- Ballyhackamore Location within County Down
- County: County Down;
- Country: Northern Ireland
- Sovereign state: United Kingdom
- Post town: Belfast
- Postcode district: BT4 and BT5
- Dialling code: 028
- Police: Northern Ireland
- Fire: Northern Ireland
- Ambulance: Northern Ireland
- UK Parliament: East Belfast;
- NI Assembly: East Belfast;

= Ballyhackamore =

Suburb of Belfast, Northern Ireland

Ballyhackamore is a suburb of Belfast, Northern Ireland. It is in East Belfast, around part of the Upper Newtownards Road. It is also a ward in the East Belfast constituency of the UK Parliament, and a townland of County Down.

The Sunday Times named Ballyhackamore the Brunch Capital of Belfast in a 2018 article on the Best Places to live in Britain. The neighbourhood (often called 'Ballyhack' for short) is the location of several restaurants and cafés as well as a range of local and national shops.

==Transport==
Ballyhackamore is served by the Translink Glider G1 service. In addition Metro and Ulsterbus services stop here.

==Places of note==

- Cyprus Avenue a residential street and conservation area which lent its name to the Van Morrison song, Cyprus Avenue
- Neill's Hill railway station a former halt on the Belfast and County Down Railway line.
- Kincora Boys' Home, a home for boys that was the scene of serious organised abuse.
- Bloomfield Collegiate School, an Independent Grammar School for girls.
- Star of the North - Ballyhackamore Loyal Orange Lodge 1053. As of 2026, the lodge has been active for 128 years since 1898

==Notable people==
- Judith Cochrane, politician, had a constituency office in Ballyhackamore
- Ian Geddes Davidson, Irish rugby union player, born in Ballyhackamore
- Gemma Garrett, former Miss Great Britain, attended Bloomfield Collegiate
- Christine Lampard, TV broadcaster, attended Bloomfield Collegiate
- Joan Lingard, Scottish novelist, grew up and lived in Ballyhackamore until the age of 18
- Naomi Long, leader of the Alliance Party of Northern Ireland, attended Bloomfield Collegiate and lives in Ballyhackamore
- Paddy O'Flaherty, broadcaster and journalist
- Elaine Shemilt, fine art printmaker, attended Bloomfield Collegiate

==In popular culture==
- Ballyhackamore – "Town of the big horses”, an NVTV television programme
- Cyprus Avenue, a Van Morrison song

== Sport ==
Bloomfield Football Club are historically linked to Ballyhackamore, as they were previously known as 24th Old Boys, who would meet in Ballyhackamore Presbyterian Church.
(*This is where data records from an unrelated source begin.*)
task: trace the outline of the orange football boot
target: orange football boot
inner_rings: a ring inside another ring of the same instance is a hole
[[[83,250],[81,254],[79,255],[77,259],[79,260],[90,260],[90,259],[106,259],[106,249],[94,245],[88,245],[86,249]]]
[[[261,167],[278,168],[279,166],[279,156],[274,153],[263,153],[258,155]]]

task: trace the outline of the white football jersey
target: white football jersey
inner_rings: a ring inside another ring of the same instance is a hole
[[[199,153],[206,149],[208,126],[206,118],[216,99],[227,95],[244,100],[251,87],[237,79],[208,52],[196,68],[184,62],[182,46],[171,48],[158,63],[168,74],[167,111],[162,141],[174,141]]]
They play in the Northern Amateur Football League, and have won the Cochrane Corry Cup and multiple division league championships.

In dodgeball, Ballyhackamore Dodgeball Club has the most successful men's and women's teams. They are governed by British Dodgeball and play in the Northern Irish Super League. The men's team is nicknamed the Ballyhackamore Barbarians, and the women's team is known as the Ballyhackamore Amazonians. They won their respective leagues in 2025, marking a league double for the suburb.